Kerukunan antarumat beragama tampak di kawasan sekitar Masjid Agung Asasuttaqwa yang terletak di Kampung Bugis, Desa Adat Tuban, Kuta pada Minggu (10/3) dan Senin (11/03).
Fahrul, salah seorang pengurus masjid, menyebut kerukunan di wilayah tersebut sudah lama terjalin.
“Kita Kampung Bugis ini sudah berdampingan dengan Desa Adat Tuban sejak ratusan tahun yang lalu,” ujar Fahrul.
“Dari jalinan yang sudah terjalin sejak lama itu, akhirnya muncul kesadaran untuk saling menghormati, saling mengerti.”
Saat shalat tarawih berlangsung, takmir dan pengurus masjid menunaikan shalat di Masjid Asasuttaqwa dengan penerangan terbatas dan tidak menggunakan pengeras suara guna menghormati umat Hindu yang juga beribadah.
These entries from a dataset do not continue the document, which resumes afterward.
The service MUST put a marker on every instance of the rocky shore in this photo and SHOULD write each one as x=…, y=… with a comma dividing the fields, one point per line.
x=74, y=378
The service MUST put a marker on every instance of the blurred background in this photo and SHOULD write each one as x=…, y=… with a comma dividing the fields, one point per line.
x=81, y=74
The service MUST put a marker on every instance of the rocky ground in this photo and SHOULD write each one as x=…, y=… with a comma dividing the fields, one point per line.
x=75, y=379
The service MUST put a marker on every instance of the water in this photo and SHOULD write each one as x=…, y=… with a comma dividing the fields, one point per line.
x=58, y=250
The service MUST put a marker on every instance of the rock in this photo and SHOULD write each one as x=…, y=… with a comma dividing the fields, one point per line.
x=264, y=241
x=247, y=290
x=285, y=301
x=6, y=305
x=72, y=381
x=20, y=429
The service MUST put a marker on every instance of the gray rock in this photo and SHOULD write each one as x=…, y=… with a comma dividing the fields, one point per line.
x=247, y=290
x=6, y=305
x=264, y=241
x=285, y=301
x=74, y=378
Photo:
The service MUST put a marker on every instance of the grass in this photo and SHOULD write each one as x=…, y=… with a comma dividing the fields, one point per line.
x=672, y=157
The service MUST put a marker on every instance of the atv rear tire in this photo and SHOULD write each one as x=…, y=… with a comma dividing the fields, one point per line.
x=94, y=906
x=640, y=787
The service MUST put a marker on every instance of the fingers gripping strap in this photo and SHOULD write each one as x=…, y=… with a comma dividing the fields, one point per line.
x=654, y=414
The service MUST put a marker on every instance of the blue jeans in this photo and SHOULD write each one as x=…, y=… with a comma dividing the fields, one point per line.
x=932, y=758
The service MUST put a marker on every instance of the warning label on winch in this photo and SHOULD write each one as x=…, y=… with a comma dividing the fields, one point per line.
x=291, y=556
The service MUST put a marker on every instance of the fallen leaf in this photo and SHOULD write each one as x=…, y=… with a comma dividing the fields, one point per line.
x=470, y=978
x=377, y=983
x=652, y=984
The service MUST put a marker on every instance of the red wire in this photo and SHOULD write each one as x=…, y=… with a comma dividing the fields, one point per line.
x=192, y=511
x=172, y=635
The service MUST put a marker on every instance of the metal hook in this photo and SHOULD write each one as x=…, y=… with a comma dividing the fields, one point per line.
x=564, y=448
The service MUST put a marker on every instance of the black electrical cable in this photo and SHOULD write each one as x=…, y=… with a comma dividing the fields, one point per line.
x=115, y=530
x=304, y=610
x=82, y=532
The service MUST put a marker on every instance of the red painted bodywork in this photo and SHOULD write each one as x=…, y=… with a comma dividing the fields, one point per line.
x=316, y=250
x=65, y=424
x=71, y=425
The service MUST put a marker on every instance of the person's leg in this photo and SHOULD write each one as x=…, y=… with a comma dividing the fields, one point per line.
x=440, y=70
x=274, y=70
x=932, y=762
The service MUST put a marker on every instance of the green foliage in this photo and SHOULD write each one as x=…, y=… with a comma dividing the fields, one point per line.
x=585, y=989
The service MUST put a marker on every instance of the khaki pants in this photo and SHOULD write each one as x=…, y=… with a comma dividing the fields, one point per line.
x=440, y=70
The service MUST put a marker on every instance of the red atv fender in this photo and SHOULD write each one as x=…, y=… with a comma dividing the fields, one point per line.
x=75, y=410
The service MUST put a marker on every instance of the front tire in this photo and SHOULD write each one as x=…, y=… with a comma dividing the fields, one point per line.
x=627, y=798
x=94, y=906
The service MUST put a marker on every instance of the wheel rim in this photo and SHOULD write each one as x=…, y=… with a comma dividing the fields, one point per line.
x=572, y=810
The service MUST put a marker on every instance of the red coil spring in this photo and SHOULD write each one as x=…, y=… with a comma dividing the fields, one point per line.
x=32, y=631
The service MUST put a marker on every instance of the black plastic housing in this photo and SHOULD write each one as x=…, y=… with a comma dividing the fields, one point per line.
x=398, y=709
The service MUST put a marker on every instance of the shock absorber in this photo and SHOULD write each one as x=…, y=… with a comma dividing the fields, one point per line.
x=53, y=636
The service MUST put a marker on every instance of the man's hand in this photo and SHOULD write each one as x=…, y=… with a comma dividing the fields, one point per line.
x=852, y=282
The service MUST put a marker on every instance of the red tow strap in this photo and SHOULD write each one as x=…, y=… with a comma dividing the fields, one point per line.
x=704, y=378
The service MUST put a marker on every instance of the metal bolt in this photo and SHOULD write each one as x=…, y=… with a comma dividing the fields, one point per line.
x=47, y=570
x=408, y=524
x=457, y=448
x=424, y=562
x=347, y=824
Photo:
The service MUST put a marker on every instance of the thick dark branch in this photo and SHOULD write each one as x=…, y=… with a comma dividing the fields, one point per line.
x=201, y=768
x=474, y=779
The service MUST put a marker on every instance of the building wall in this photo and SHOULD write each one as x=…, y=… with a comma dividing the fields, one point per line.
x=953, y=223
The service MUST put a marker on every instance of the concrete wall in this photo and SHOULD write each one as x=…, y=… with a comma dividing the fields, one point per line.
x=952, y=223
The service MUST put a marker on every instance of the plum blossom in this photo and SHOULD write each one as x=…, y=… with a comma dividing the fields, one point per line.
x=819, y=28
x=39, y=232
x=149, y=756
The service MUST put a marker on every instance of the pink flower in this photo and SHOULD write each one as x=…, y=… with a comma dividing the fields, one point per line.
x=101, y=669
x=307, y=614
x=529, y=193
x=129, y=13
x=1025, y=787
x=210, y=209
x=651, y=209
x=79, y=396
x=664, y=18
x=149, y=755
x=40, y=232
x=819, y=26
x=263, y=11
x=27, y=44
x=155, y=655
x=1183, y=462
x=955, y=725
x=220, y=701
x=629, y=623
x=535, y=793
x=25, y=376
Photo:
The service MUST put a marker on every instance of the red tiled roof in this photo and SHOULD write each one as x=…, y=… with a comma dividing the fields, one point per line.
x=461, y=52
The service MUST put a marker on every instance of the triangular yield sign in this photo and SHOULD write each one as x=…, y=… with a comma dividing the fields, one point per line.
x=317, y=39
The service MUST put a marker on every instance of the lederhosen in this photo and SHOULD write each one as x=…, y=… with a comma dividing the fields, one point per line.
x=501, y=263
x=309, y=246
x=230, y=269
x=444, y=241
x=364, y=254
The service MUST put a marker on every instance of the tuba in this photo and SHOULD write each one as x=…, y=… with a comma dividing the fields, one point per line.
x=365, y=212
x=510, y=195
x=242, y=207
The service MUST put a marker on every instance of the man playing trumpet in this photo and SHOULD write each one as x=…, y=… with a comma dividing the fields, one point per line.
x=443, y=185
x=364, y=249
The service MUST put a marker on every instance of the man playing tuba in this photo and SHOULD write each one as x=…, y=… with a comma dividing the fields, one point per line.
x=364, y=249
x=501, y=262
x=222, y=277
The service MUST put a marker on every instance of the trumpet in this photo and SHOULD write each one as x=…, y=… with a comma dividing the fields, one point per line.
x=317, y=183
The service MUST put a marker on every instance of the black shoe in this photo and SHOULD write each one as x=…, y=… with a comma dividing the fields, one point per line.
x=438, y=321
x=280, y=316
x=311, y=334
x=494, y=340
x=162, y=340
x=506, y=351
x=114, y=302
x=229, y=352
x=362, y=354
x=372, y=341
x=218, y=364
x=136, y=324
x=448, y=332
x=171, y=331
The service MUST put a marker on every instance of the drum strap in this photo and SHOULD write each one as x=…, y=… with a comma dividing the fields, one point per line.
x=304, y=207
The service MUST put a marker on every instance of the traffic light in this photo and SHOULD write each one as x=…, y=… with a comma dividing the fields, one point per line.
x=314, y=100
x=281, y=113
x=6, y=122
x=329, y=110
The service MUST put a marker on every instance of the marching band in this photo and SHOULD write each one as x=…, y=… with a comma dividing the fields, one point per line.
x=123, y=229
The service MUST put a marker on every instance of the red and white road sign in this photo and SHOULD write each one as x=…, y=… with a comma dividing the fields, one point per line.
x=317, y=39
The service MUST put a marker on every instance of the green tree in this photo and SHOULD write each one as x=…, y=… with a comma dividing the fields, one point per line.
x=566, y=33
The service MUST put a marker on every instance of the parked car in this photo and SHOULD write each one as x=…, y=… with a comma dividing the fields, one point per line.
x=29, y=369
Adapun warga muslim di Kampung Bugis shalat tarawih di rumah masing-masing.
Baca juga: Tutup di Hari Nyepi, Candi Prambanan Dijaga Prajurit Bergodo dan Pasukan Berkuda
“Tidak ada yang dipaksa. Jadi, semua berjalan natural,” ujar Fahrul yang mengatakan warga setempat sudah terbiasa untuk shalat berjemaah di rumah – terutama belajar dari pengalaman pandemi.
Perwakilan dari Desa Adat Tuban, I Gede Agus Suyasa, mengatakan tradisi yang berjalan antara umat Hindu dan Islam di daerahnya sudah “turun temurun, bahkan ratusan tahun”.
“Tidak ada yang berani menentukan siapa yang duluan. Mereka [warga Kampung Bugis pun datang sudah ratusan [yang lalu],” ujar Agus.
“Di Bali bisa dipastikan toleransi itu tinggi,” tegasnya.
Lantas apakah pelaksanaan keamanan Hari Nyepi kali ini lebih diperketat?
Ketua Umum Asosiasi Forum Kerukunan Umat Beragama Indonesia, Ida Pangelingsir Agung Putra Sukahet, yang juga merupakan Ketua Forum Kerukunan Umat Beragama Provinsi Bali, mengatakan media sosial yang cepat dan canggih membuat sering ada pelanggaran dan masalah kecil yang jadi viral dan dibesar-besarkan.
“Seolah-olah masalah besar yang padahal sebenarnya bisa diselesaikan di tingkat desa,” ujarnya.
Ida Pangelingsir Agung Putra Sukahet menjelaskan bahwa Hari Raya Nyepi berbeda dengan hari-hari raya Hindu Bali lainnya, sebab ini “adalah hari raya untuk alam semesta supaya aman, tenang, damai, dan bernapas.”
Baca juga: Melihat Tradisi Perang Api Sambut Nyepi di Bali
“Karena sifatnya yang begitu, maka pada Hari Raya Nyepi, Bali sungguh membutuhkan suasana yang hening, tenang, damai untuk alam semesta. Bandara dan pelabuhan pun harus ditutup [...] dispensasi hanya untuk hal-hal yang bersifat penting atau daruat,” ujarnya.